Recurrence relation for product of binomial coefficients

We all know the standard recurrence relation for binomial coefficients: $$\binom{n}{k-1} + \binom{n}{k} = \binom{n+1}{k}$$ Is there any finite-step recurrence relation one can write down for a product of binomials such as: $$f(n,k) = \binom{n}{k}\binom{m-n}{k}$$ where $m$ is a constant. A related question is: for gaussian distributions, the product of two gaussians is once again a gaussian. Is there such a relation for the product of binomial coefficients, possibly in terms of $\Gamma$ functions?

Thank you!

EDIT: Thanks for the hints! Unfortunately one key requirement is that the recurrence relation does not involve factors of $n$, $k$ or $m$ explicitly.

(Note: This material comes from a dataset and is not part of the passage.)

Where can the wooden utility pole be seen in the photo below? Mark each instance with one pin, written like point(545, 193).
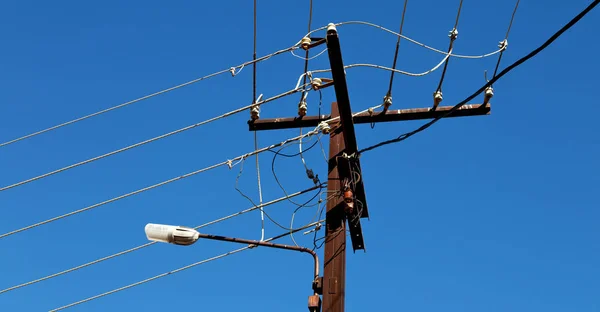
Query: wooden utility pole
point(345, 178)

• Is $m$ to remain an absolute constant, or would you also be interested in a recursive way to compute $g(n,m,k)$ which would denote your $f(n,k)$ but with the $m$ thrown in as a third parameter? Jun 1, 2014 at 2:40
• Sure, if it makes it easier, we can let $m$ vary. Jun 1, 2014 at 2:51

There are a number of identities involving products of binomial coefficients or sums of products of binomial coefficients.

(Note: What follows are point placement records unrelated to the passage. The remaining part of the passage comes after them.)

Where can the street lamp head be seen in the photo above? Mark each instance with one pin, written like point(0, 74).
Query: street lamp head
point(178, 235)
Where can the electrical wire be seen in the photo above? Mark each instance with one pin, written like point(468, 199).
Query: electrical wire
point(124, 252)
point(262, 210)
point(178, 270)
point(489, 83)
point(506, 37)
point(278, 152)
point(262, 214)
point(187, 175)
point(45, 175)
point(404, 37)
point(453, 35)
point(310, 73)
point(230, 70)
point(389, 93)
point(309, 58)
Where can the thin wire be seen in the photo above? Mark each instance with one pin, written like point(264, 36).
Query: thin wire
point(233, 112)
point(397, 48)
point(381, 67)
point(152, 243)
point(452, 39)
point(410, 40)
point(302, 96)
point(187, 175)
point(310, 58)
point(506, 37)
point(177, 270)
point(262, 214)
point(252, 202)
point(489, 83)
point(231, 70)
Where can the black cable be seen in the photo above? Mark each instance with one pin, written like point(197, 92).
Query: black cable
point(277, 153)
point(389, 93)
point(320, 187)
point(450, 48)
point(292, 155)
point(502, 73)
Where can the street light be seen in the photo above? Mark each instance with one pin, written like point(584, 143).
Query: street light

There's the (perhaps trivial)

$$\binom{n}{h}\binom{n-h}{k}=\binom{n}{k}\binom{n-k}{h}$$

One quite useful one is the Chu-Vandermonde identity

$${m+n \choose r}=\sum_{k=0}^r{m \choose k}{n \choose r-k}$$

for non-negative integer $m$,$n$ and $r$.

You can find a few additional results in the Wikipedia article on binomial coefficients.

I don't think these directly solve your problem though.

There is a "recursion" $f(n,0)=1$ and $$f(n,k+1)=\frac{(m-n-k)(n-k)}{(k+1)^2}\cdot f(n,k),$$ which can be shown using the factorial versions of the binomial coefficients. (If one doesn't like starting at $k=0$ can use $f(n,1)=(m-n)n$ to start out.)